Come si sostiene in una recente analisi (Seravalli, 2000), se si ipotizza che al processo di formazione sia abbinata la deregolamentazione dei regimi di impiego (con la possibilità del licenziamento senza giusta causa, in qualsiasi caso), l'azienda non risulterebbe durevolmente legata ai propri dipendenti, formati/addestrati a sue spese, ed essi non sarebbero incentivati a rimanere qualora altre imprese (che non hanno sostenuto i costi della loro formazione) gli offrissero condizioni salariali migliori. In tal caso, abbandonando il proprio impiego, i lavoratori esproprierebbero l'impresa del capitale di competenze su di loro investito. E' probabile inoltre che, per garantirsi un livello medio di reddito nel lungo periodo, il salario da loro richiesto sarebbe maggiore, rispetto a quello del lavoro a tempo indeterminato.
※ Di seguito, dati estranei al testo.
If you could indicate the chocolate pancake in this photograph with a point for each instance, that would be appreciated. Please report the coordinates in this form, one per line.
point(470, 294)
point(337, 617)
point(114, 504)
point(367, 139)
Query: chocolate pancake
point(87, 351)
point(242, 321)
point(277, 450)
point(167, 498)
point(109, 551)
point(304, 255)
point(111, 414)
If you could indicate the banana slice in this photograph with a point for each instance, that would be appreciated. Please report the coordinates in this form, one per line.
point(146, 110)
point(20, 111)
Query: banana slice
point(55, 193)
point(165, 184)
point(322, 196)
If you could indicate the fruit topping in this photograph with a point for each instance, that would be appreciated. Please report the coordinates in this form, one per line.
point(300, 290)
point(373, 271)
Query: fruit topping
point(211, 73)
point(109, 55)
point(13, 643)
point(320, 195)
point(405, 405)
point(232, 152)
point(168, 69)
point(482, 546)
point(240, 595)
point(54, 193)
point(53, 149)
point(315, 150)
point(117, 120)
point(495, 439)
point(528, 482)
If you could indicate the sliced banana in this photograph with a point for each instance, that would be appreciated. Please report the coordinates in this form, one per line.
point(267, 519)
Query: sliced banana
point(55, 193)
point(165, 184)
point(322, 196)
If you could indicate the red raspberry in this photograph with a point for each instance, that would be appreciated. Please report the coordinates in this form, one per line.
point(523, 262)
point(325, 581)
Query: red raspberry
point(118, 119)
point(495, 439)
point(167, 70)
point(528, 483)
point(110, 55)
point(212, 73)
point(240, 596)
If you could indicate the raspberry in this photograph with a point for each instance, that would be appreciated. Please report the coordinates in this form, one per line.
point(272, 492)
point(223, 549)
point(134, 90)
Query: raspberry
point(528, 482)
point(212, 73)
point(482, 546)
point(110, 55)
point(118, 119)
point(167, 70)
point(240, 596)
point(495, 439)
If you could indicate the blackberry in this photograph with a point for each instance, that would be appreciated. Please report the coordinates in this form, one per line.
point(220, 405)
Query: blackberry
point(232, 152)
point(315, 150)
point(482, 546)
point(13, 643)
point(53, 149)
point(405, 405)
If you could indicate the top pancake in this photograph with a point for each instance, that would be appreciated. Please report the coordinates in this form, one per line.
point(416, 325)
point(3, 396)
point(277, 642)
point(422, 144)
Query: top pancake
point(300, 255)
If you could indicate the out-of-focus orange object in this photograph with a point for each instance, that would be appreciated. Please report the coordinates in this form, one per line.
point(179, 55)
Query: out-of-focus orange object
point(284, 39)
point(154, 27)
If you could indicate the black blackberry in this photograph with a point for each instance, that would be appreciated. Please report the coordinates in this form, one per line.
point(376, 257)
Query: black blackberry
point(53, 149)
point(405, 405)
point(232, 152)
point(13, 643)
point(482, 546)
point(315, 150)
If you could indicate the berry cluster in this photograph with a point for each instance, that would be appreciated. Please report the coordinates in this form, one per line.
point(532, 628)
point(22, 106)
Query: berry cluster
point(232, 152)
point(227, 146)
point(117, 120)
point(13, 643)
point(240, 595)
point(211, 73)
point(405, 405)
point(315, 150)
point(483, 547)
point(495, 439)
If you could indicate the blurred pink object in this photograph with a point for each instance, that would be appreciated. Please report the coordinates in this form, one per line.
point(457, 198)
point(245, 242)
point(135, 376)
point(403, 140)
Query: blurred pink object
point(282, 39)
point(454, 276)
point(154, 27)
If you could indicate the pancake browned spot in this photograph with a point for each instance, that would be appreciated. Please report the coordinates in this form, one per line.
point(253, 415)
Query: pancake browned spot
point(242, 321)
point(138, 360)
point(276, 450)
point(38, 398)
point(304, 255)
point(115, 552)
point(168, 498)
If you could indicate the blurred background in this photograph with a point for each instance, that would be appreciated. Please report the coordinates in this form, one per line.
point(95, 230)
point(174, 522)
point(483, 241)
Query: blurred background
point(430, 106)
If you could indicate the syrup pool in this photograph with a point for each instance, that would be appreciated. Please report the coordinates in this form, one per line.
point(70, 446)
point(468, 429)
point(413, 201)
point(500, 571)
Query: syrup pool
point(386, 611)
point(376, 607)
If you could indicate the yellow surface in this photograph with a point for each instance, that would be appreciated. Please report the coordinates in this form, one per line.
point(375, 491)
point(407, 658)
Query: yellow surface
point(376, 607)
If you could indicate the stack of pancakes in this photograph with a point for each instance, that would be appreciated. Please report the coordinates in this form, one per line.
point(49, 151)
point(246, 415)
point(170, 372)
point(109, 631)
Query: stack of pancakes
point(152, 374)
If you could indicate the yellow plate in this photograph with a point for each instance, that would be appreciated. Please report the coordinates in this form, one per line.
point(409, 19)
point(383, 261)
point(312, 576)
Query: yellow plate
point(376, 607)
Di fronte a questa situazione, le imprese sarebbero obbligate ad incrementare i propri investimenti nella formazione delle competenze dei dipendenti, così da permettere un apprendimento rapido e ricco di contenuti.
Si creerebbe ulteriore concorrenza tra le aziende per "accaparrarsi" i lavoratori più bravi, per i quali non hanno sostenuto alcun costo di addestramento e che, pertanto, possono permettersi di pagare di più.
Se il modello si realizzasse proprio in questi termini, in modo virtuoso, vi sarebbero innumerevoli vantaggi: aumento della produttività, maggiore istruzione e formazione, aumento del benessere.
Tuttavia, se l'aumento della deregolamentazione non portasse effetti positivi (meccanismo vizioso), si ridurrebbe lo spazio per uno sviluppo tecnico graduale e si giungerebbe o ad un progresso rapido e convulso oppure al declino.
Il funzionamento virtuoso o vizioso del meccanismo dipende fondamentalmente dal legame tra la crescita della produttività e quella del prodotto.
In uno scenario di deregolamentazione del mercato del lavoro, sebbene il rischio dell'espropriazione dei frutti degli investimenti in capitale umano sia cresciuto, se la domanda si sviluppasse in modo rilevante e continuo, le imprese avrebbero i mezzi per continuare ad investire in innovazione e formazione.
Nel caso in cui, invece, la domanda crescesse poco e discontinuamente, le imprese avrebbero aspettative pessimiste e scarsi mezzi e pertanto deciderebbero di non investire e di sottrarre lavoratori addestrati ad altre aziende. Il risultato sarebbe che nessuna di esse investirebbe più.
D'altra parte, è altresì vero che solo se la domanda di lavoro crescesse molto e continuamente, le famiglie investirebbero ancora nell'istruzione dei figli (dato che il lavoro non mancherebbe ed il reddito pro-capite si accrescerebbe). In conclusione, sembra preferibile adottare rispetto alle due alternative estreme, pieno successo o declino, forme flessibili di impiego soltanto nella fase iniziale di ingresso al lavoro, senza rinunciare alla centralità del posto fisso nello stock dell'occupazione.